Page MenuHomeFreeBSD

If reading the routing table fails, retry up to 10 times
AcceptedPublic

Authored by allanjude on May 19 2018, 3:25 PM.

Details

Summary

To read the routing table, we call sysctl() with a NULL pointer to get the size of the result (needed), then allocate a buffer that large, and then call sysctl() for real.

However, if you are operating a large router, like a BGP full feed, your routing table is changing constantly, and the routing table may grow by one or more entries between the estimate, and the actual read.
Currently, this results in the confusing error message:

# netstat -rnf inet
Routing tables
netstat: sysctl: net.route.0.2.dump.0: Cannot allocate memory

On a router with 12GB of free memory. Memory allocation did not fail, rather the buffer we passed to sysctl() was insufficient because some additional routes were added in the mean time.

This patch will expand needed by 25% over the most recent estimate and try again, up to 10 times.

During convergence, when 100s of thousands of routes are being added rapidly, this can be the difference between being able to read the routing table, and not.

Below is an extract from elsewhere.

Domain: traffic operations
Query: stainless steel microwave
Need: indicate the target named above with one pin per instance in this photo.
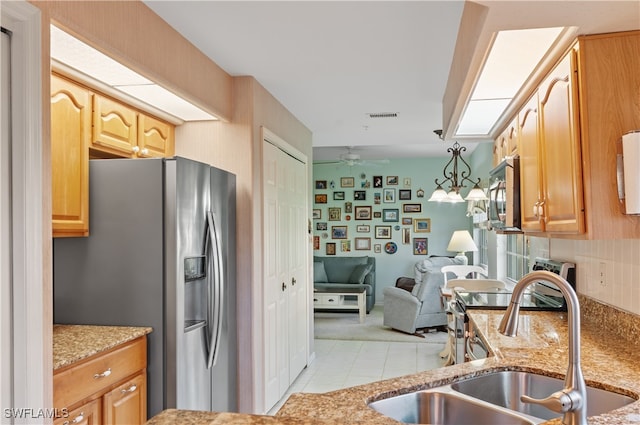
(504, 195)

This patch was inspired by one Hiroki offered on the mailing list in 2014.
https://lists.freebsd.org/pipermail/freebsd-current/2014-February/thread.html#48412
That version of the patch only grew the buffer by 4kb, however the routing table in this case is over 180 MB, and the churn may be more than the ~16 additional routes that would fit in an extra 4kb of memory.

Test Plan

Tested on a live router with 3 full BGP feeds

# netstat -rnf inet|wc -l
netstat: sysctl: net.route.0.2.dump.0: routing table grew beyond estimated buffer size (188334440), retrying with larger buffer...
  692454

Diff Detail

Repository
rS FreeBSD src repository
Lint
Lint OK
Unit
No Unit Test Coverage
Build Status
Buildable 16700
Build 16594: arc lint + arc unit

Event Timeline

allanjude created this revision.May 19 2018, 3:25 PM
allanjude edited the summary of this revision. (Show Details)May 19 2018, 3:26 PM
allanjude edited the test plan for this revision. (Show Details)
allanjude edited the summary of this revision. (Show Details)
allanjude edited the test plan for this revision. (Show Details)
allanjude updated this revision to Diff 42737.May 19 2018, 4:19 PM

After discussion with rgrimes, round needed up to the nearest full PAGE_SIZE

This should eliminate the need to retry in the common case where the number of routes has increased by only a single digit

Make the expansion facter larger, to try to deal with the 'BGP feed flap' case

allanjude edited the summary of this revision. (Show Details)May 19 2018, 4:20 PM
melifaro added inline comments.
usr.bin/netstat/route.c
317

What is the reason of using 1.25 and not, say, 2?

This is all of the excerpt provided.